Joshua Kimmich cada día se parece más a Philipp Lahm. Hablamos de una leyenda reciente de Alemania, pero acaso el versátil jugador del Bayern no va convirtiéndose cada día más en un portento, y asimilando más el cambio del lateral derecho al mediocentro. Su trabajo siempre es de sobresaliente, aunque falto de escaparate y la suerte decisiva del gol. En el Signal Iduna Park acabó como héroe determinante, del partido y puede que de esta Bundesliga, con un recital coronado con un gol sublime.
En el Signal Iduna Park, allí donde dolía oír el silencio de la 'Südtribüne' en un 'clásico' como este, para colmo decisivo de cara a la lucha por el título, plantó bandera el equipo de Flick, que avanza como un tanque para ganar todo lo que se le ponga por delante. 17 victorias y un empate es la actual secuencia. La propia de un equipo que anda machacando a todo el que se pone por delante.

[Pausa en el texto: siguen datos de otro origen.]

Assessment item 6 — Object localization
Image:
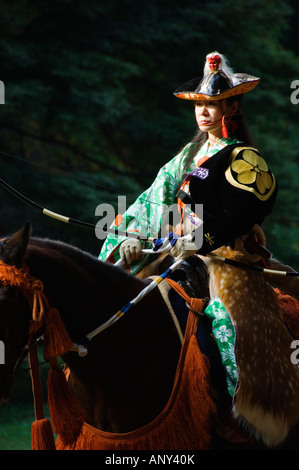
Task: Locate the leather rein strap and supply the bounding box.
[28,341,45,421]
[165,277,206,318]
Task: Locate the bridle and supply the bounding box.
[0,259,47,389]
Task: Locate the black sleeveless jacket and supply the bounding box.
[177,143,278,255]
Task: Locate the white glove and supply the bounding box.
[170,234,199,260]
[119,239,143,265]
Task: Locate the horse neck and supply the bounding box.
[25,239,145,341]
[25,239,181,432]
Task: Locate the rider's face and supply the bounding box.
[194,100,225,138]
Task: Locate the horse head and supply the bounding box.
[0,222,32,403]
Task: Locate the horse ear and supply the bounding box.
[2,222,31,267]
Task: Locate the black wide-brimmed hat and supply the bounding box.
[174,52,260,101]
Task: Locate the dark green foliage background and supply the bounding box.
[1,0,299,449]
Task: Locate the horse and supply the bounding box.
[0,222,218,450]
[1,223,299,450]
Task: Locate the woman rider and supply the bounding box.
[98,53,280,429]
[99,52,277,274]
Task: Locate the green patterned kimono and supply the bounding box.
[204,298,238,397]
[99,136,238,275]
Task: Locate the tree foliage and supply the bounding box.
[0,0,299,267]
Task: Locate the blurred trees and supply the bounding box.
[0,0,298,267]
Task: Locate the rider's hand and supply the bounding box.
[120,239,143,265]
[170,234,199,260]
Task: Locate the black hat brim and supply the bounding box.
[174,73,260,100]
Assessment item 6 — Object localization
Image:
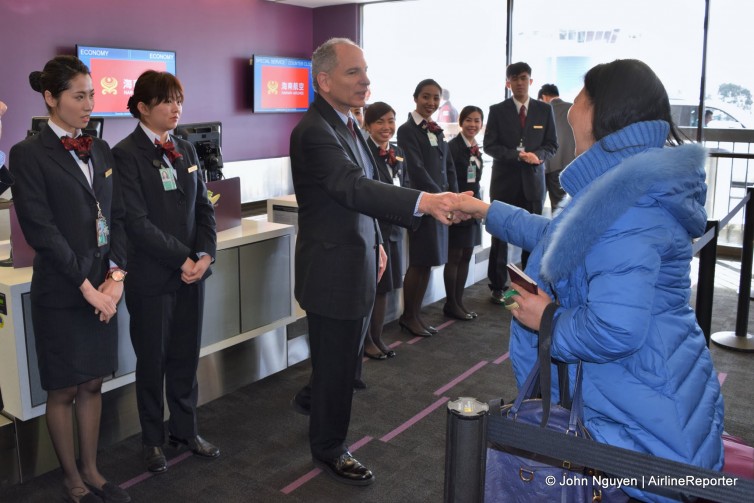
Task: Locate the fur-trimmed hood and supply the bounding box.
[540,122,707,283]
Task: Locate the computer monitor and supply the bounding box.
[27,116,104,139]
[174,122,223,181]
[76,45,177,118]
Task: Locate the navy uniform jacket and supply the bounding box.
[10,123,126,307]
[397,114,458,266]
[112,126,216,296]
[483,98,558,203]
[367,137,408,243]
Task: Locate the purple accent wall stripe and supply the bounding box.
[379,396,450,443]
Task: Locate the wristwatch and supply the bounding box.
[107,268,127,282]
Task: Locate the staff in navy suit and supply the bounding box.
[290,38,464,487]
[363,101,408,359]
[483,62,558,304]
[10,56,130,503]
[444,106,485,321]
[397,79,458,337]
[112,71,218,474]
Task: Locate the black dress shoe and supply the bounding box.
[364,351,387,360]
[292,394,311,416]
[313,452,375,486]
[443,305,474,321]
[398,318,432,337]
[384,350,396,358]
[168,434,220,458]
[84,481,131,503]
[424,324,439,335]
[142,445,167,474]
[63,486,103,503]
[490,290,505,304]
[353,379,367,390]
[466,311,478,318]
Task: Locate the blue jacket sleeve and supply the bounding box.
[484,200,551,252]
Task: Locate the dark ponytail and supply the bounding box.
[28,56,90,112]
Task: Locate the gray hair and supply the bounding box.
[311,37,358,92]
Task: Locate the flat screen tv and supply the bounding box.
[28,116,104,139]
[251,55,314,113]
[77,45,176,117]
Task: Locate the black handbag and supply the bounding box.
[484,303,627,503]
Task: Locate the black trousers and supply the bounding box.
[545,169,566,210]
[487,198,543,291]
[296,312,368,460]
[126,282,205,446]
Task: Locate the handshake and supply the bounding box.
[418,191,490,225]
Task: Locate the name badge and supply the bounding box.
[95,202,109,247]
[393,175,401,187]
[427,132,438,147]
[467,163,476,183]
[517,140,525,153]
[159,166,177,191]
[105,168,113,178]
[188,165,198,173]
[533,125,543,129]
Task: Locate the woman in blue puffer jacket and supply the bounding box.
[459,59,724,502]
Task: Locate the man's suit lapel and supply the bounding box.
[40,123,95,199]
[312,95,373,177]
[354,128,378,179]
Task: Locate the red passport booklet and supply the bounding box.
[507,263,538,294]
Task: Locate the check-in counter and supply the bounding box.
[0,218,295,421]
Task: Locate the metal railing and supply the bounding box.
[679,127,754,243]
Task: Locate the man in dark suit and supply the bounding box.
[483,62,558,303]
[538,84,575,210]
[290,37,462,486]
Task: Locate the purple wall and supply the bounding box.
[0,0,313,161]
[313,4,361,48]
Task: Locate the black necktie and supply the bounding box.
[519,105,527,130]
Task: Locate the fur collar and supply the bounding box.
[540,143,707,283]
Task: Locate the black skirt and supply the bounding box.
[449,218,482,249]
[32,302,118,390]
[377,239,404,294]
[408,215,449,267]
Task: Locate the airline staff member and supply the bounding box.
[10,56,130,503]
[112,70,218,474]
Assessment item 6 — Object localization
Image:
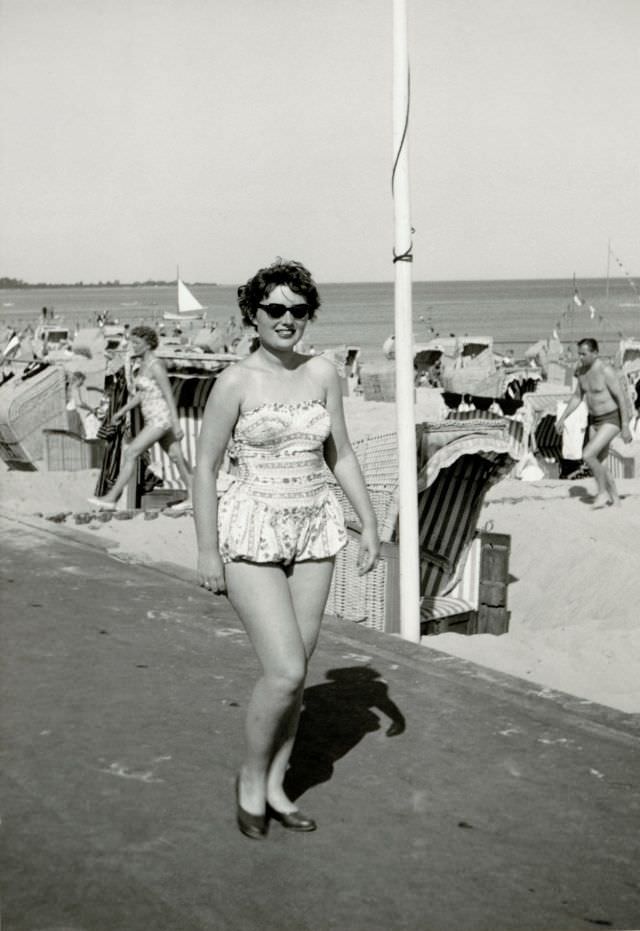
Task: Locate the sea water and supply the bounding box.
[2,278,638,363]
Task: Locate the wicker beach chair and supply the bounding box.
[0,363,67,469]
[326,431,400,631]
[326,419,521,636]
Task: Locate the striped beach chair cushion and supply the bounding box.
[534,413,561,462]
[418,453,508,598]
[420,594,475,621]
[420,535,483,627]
[446,408,501,420]
[447,534,482,604]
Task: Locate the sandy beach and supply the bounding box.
[2,394,639,715]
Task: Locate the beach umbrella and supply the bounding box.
[392,0,420,642]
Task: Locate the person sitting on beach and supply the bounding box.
[224,314,240,347]
[193,258,380,839]
[555,337,632,508]
[66,371,100,438]
[88,325,193,511]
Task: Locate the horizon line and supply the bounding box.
[1,274,637,289]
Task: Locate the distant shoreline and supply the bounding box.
[0,276,636,291]
[0,279,218,290]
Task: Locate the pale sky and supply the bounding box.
[1,0,638,284]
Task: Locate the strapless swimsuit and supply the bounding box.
[217,400,347,565]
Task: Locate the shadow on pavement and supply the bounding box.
[285,666,406,801]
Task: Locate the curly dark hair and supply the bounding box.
[130,325,159,350]
[577,337,599,353]
[237,258,321,327]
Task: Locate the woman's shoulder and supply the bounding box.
[303,353,341,385]
[147,355,167,374]
[303,352,333,373]
[212,359,254,397]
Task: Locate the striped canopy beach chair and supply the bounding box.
[326,418,521,635]
[415,419,519,635]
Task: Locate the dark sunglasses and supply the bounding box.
[257,303,310,320]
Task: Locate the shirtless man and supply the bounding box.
[556,337,632,507]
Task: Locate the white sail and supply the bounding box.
[177,278,204,314]
[163,273,206,321]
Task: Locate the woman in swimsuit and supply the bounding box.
[88,325,192,510]
[194,259,379,839]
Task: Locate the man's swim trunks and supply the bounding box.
[588,408,622,430]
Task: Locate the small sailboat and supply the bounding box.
[163,268,206,322]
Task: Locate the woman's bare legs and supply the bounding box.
[96,423,166,503]
[225,562,307,816]
[225,558,334,816]
[160,434,193,506]
[161,434,192,491]
[265,558,334,812]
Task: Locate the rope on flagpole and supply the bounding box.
[392,68,413,263]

Por acoso y derribo, como ante el Eintracht, por solidez indestructible, como ocurrió en Dortmund. No fue el Bayern más brillante, pero su gran mérito fue conseguir que Haaland, Achraf, Jadon Sancho, Brandt o Hazaard fueran una sombra de sí mismos. Los eclipsó.

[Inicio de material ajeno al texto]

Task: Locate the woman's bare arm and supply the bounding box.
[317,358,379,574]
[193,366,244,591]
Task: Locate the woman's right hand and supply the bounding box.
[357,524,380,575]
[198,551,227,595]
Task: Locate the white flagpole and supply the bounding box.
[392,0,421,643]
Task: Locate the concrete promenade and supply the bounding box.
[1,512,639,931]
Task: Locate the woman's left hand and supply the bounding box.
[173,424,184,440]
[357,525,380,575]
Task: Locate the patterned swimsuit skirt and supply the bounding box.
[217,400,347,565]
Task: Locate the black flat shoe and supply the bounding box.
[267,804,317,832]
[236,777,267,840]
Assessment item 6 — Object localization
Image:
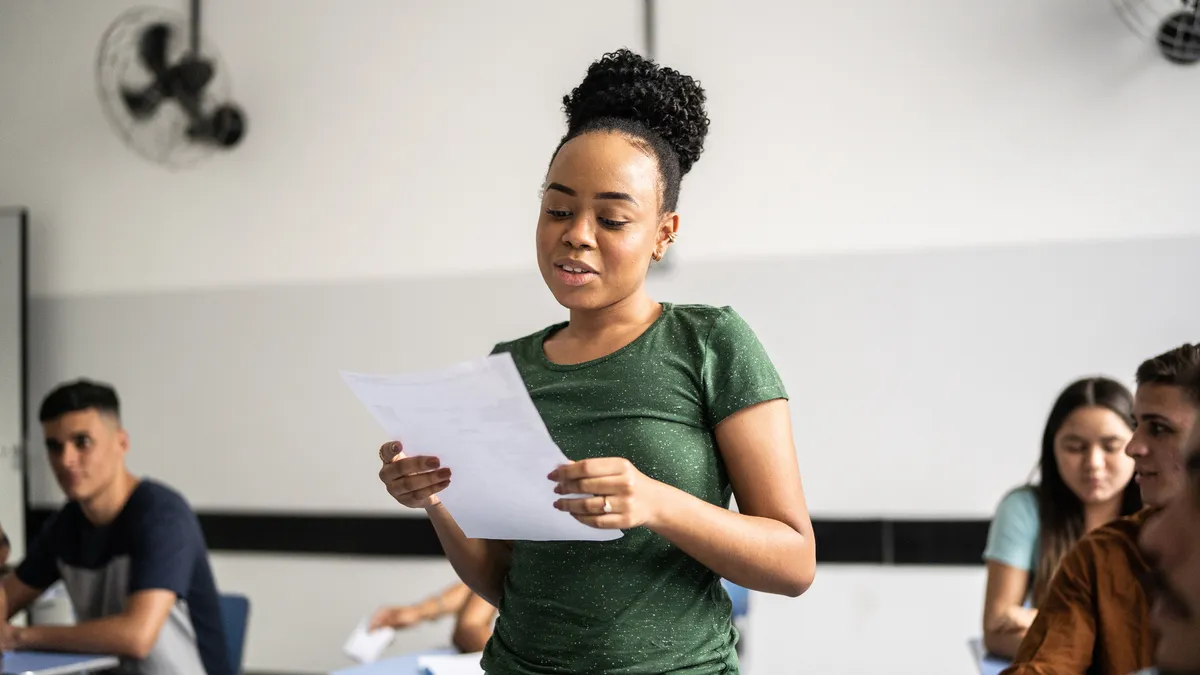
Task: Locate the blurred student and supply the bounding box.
[0,379,231,675]
[369,581,496,653]
[982,377,1141,657]
[1137,368,1200,675]
[1002,344,1200,675]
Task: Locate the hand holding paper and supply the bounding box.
[342,617,395,664]
[343,353,621,542]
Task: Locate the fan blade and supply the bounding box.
[138,23,173,77]
[187,104,246,147]
[120,83,165,119]
[173,57,214,95]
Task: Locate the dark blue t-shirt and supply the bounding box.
[17,479,231,675]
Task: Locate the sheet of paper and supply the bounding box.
[416,652,485,675]
[341,352,621,542]
[342,617,395,664]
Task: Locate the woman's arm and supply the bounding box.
[553,399,815,597]
[379,443,512,606]
[426,504,512,606]
[451,593,497,653]
[651,399,814,596]
[982,561,1036,658]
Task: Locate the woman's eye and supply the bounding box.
[598,218,628,229]
[546,209,571,219]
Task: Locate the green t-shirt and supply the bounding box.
[479,303,789,675]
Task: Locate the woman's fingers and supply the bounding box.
[380,454,442,481]
[554,474,634,496]
[555,495,617,515]
[385,467,452,495]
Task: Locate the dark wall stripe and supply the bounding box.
[26,508,989,565]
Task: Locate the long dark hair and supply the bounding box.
[1032,377,1141,606]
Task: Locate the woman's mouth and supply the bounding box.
[553,261,599,287]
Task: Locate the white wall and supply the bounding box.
[3,0,1198,673]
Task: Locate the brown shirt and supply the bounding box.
[1001,509,1157,675]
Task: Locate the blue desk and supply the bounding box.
[968,638,1011,675]
[2,651,119,675]
[329,648,457,675]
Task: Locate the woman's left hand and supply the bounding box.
[550,458,667,530]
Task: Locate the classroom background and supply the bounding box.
[2,0,1200,673]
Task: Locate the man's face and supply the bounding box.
[1126,384,1198,507]
[1140,424,1200,674]
[42,409,128,503]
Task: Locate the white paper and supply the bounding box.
[416,652,485,675]
[341,353,621,542]
[341,617,395,664]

Con un once que ya se recita de memoria, apenas cambiando en las alas para alternar entre los Gnabry, Coman o Perisic, ni siquiera las bajas pueden mermar la maquinaria que ha arreglado Hansi Flick. Sin nombre, el técnico ha cambiado su acreditación de interino por galones en su solapa. Ha recordado a sus muchachos que son muy buenos y que lo saben hacer bien. Y así han puesto la directa hacia otro título, el que sería el octavo consecutivo.
Fue el puño de Kimmich, el jugador que mueve los hilos de los partidos, el que le dio el puñetazo casi definitivo a la competición. Cualquier día luce en la sombra. Con colocación, inteligencia, haciendo a la perfección el acordeón en la medular. En Dortmund se sumó a la lista de méritos visibles. Al filo del descanso, Gnabry le dio una bola. Rodeado de cinco defensas, sin hacerle falta mirar al portero, pues él lleva todo el fútbol en la cabeza, dibujó una vaselina deliciosa sobre Burki. El gol de este reinicio y una de las fotografías del curso del campeonato.
El tanto llegó cuando el horno del Bayern al fin había entrado en calor. El inicio del choque fue una carga de flechazos del equipo de Favre. A los 30 segundos Boateng salvó bajo palos el primer tiro de Haaland. Qué listo el técnico, sabía que las opciones de vencer pasaban por salir de inicio a jugar en campo abierto, revolverlo todo y buscar el intercambio de golpes. Con un hipotético 1-0, el partido iba a estar para ellos. Pero la falta de puntería les condenó.
El día había amanecido gris para los aurinegros, que vieron que todo les salía mal. Dos disparos de Haaland sin contactar el balón lo anunciaron. Se fue pasando el efecto gaseosa y la nube del Bayern comenzó a extenderse sobre el césped.
No esperó más allá del descanso Favre para el plan B, partir el equipo para buscar un arrebato de inspiración. Sin Brandt, tocado y desenchufado, ni Delaney; con Sancho y Emre Can de corto. No obstante, la propuesta quedó engullida por el poderío del Bayern, que salió dispuesto a sentenciar el choque y el título. Burki lo evitó.
La sensación de dominio iba cosida al reloj, aunque no sentenciaba el campeón y el Borussia, a base de esperanza y más sustituciones, se aferró al sueño. Pero no era el día. Y lo peor no fue que no llegara el tanto, sino que el tobillo de Haaland se estropeó. Su petición de cambio fue como tirar la toalla.
Todo pudo haber cambiado si entre el colegiado y el VAR no hubiera obviado un claro penalti de Boateng, que desde el suelo se valió del brazo para mandar a la esquina el último tiro de Haaland. Era un penalti clarísimo. Pero no se señaló. Tampoco el zurdazo de Lewandowski esquivó la madera. Pero no facía falta. Don Joshua Kimmich ya había firmado la factura del encuentro. Y de la Bundesliga. Porque este Bayern anda de dulce y ha despejado cualquiera esperanza de milagros para Borussia y RB Leipzig. Porque están a diez puntos de distancia, pero a años luz de su fútbol. El grito que restalló tras el pitido final, un rugido rojo, fue el de un equipo que sabía que había logrado algo grande.